Attorney General Jesus Murillo listens during a news conference at the attorney general's office in Mexico City January 27, 2015. [Photo/Agencies] |
Murillo Karam's explanation seemed unlikely to quell the controversy and doubts about the case, in which the federal government has been criticized for acting slowly and callously. Thousands of people demonstrated in Mexico City Monday night, demanding the students be returned alive.
The attorney general has come under attack from many quarters, including the students' relatives and fire experts, who say the government's version of what happened is implausible. Family members are still searching in hopes of finding the students alive.
The Argentine Forensic Anthropologists, an independent team hired by parents to work with federal investigators, said on Sunday that there is still not "sufficient evidence" to link the charred remains found by authorities in a river in the town of Cocula to what happened at the garbage dump.

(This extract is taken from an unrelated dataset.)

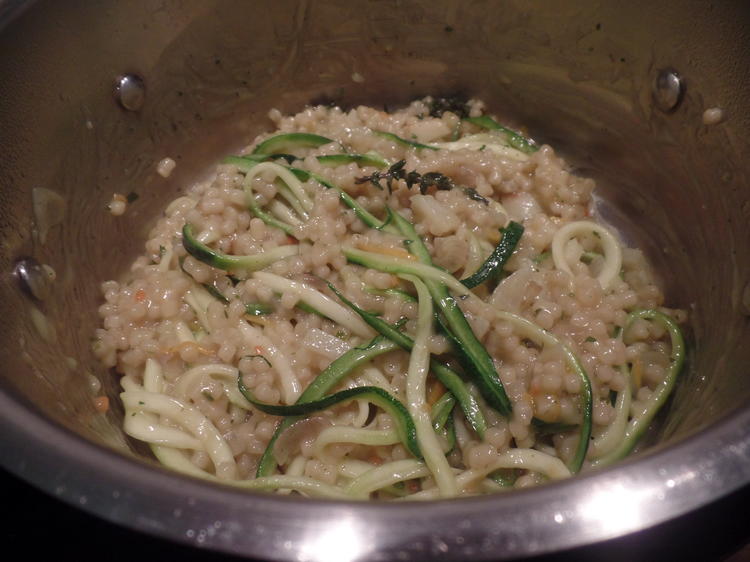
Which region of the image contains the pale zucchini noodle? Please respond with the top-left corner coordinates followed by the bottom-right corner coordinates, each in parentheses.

Authorities say they were burned the night of Sept 26 and over the next day, and their incinerated remains were bagged up and thrown into a nearby river. The remains in the bags found in the river had traces of the garbage dump where the fire occurred, Murillo Karam added.
The scene of the crime was an 800-meter (yard) ravine that resembled a furnace, said criminal investigations chief Tomas Zeron.
So far 99 people have been detained in connection with the crime, including the former mayor of Iguala, Jose Luis Abarca.
Murillo Karam said the motive was that the members of a local gang, the Guerreros Unidos, believed the young men were rival gang members when they hijacked some public transit buses in Iguala. But many of the suspects testified that they knew the men were students. The students, known for commandeering buses and taking over toll booths to support their leftist causes, said they were taking the buses for transport to an upcoming demonstration in Mexico City.